A Elizabeth Nel la agarró el destino por las solapas de su oscuro traje de lana, la hizo dar volteretas por la vida y terminó arrojándola en algo así como una sucursal del infierno. Alta y distinguida, muy formal, es posible que se moviera entre las lodosas trincheras, haciendo a un lado a los soldados malolientes y andrajosos. A donde iba Winston Churchill iba ella, siguiendo la penetrante estela de su puro y la nube de vapores de los litros de alcohol que ingería sin pausa el primer ministro británico. Nel, que venía de desempeñarse en la Cruz Roja, estaba más o menos acostumbrada a las rudezas de la vida. Era la única mujer en aquel mundo de hombres léperos y autoritarios que no hablaban de otra cosa que no fuera ataques por sorpresa, bombas, suministros y traslado de tropas. De hecho, en aquellos días de la Segunda Guerra Mundial no había otros asuntos que tratar. Nel, de hecho, había caído en ese abismo justo en los días más complicados de un conflicto bélico que los aliados estaban a punto de perder. La suya era una de las posiciones más complicadas en aquel agitado panorama: era la secretaria de Churchill. El horror, pero ella ni se inmutaba.

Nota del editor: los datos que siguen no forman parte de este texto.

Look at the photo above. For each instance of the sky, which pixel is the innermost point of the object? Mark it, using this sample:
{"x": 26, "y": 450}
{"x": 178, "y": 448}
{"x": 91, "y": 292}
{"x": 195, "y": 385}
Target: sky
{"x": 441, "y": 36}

El primer ministro británico, con toda su astucia, nunca se dio cuenta de que Nel llevaba en un diario un registro minucioso de cuanto veía y escuchaba. Quedaron registradas ahí buena parte de las discusiones de los líderes del ejército aliado, los acuerdos y desacuerdos, los gritos y los insultos, las estrategias de combate, el pulso de la guerra día a día, los gruñidos y los desplantes de Churchill. Cuando en 1958 Nel se decidió a publicar sus notas en el volumen La secretaria del señor Churchill, el primer ministro puso el grito en el cielo. Misógino al extremo, no quería entender que aquella chica que escribía sus dictados con un montón de faltas, que no conocía a los personajes con los que alternaba su jefe, que no bebía ni fumaba a su ritmo, había escrito un libro valioso en términos históricos más que literarios. Al final, después de muchos gritos y sombrerazos, accedió a que el libro viera la luz.
Sería absurdo decir que Normandía era una fiesta en aquellos días. Muchos, demasiados, murieron 75 años atrás en aquellas jornadas de sangre y heroísmo. De ello da cuenta Nel en las páginas de su libro. Relata también cómo se planeó y ejecutó aquella operación de locos, con 6 mil 939 embarcaciones de todo tipo y 156 mil soldados y oficiales de 15 países enfrentando a 40 mil soldados alemanes. Una verdadera matanza. Miles quedaron ahí, ensangrentados, mutilados, acribillados, agonizantes, muertos entre tanques, cañones, lanchones de desembarco.
Hoy día quedan ahí todavía siniestros recuerdos de aquellas horas amargas. Vestigios de ingeniería bélica, pedazos de cañones, hierros indescifrables, tumbas y memoriales. Y los recuerdos estremecedores de Nel.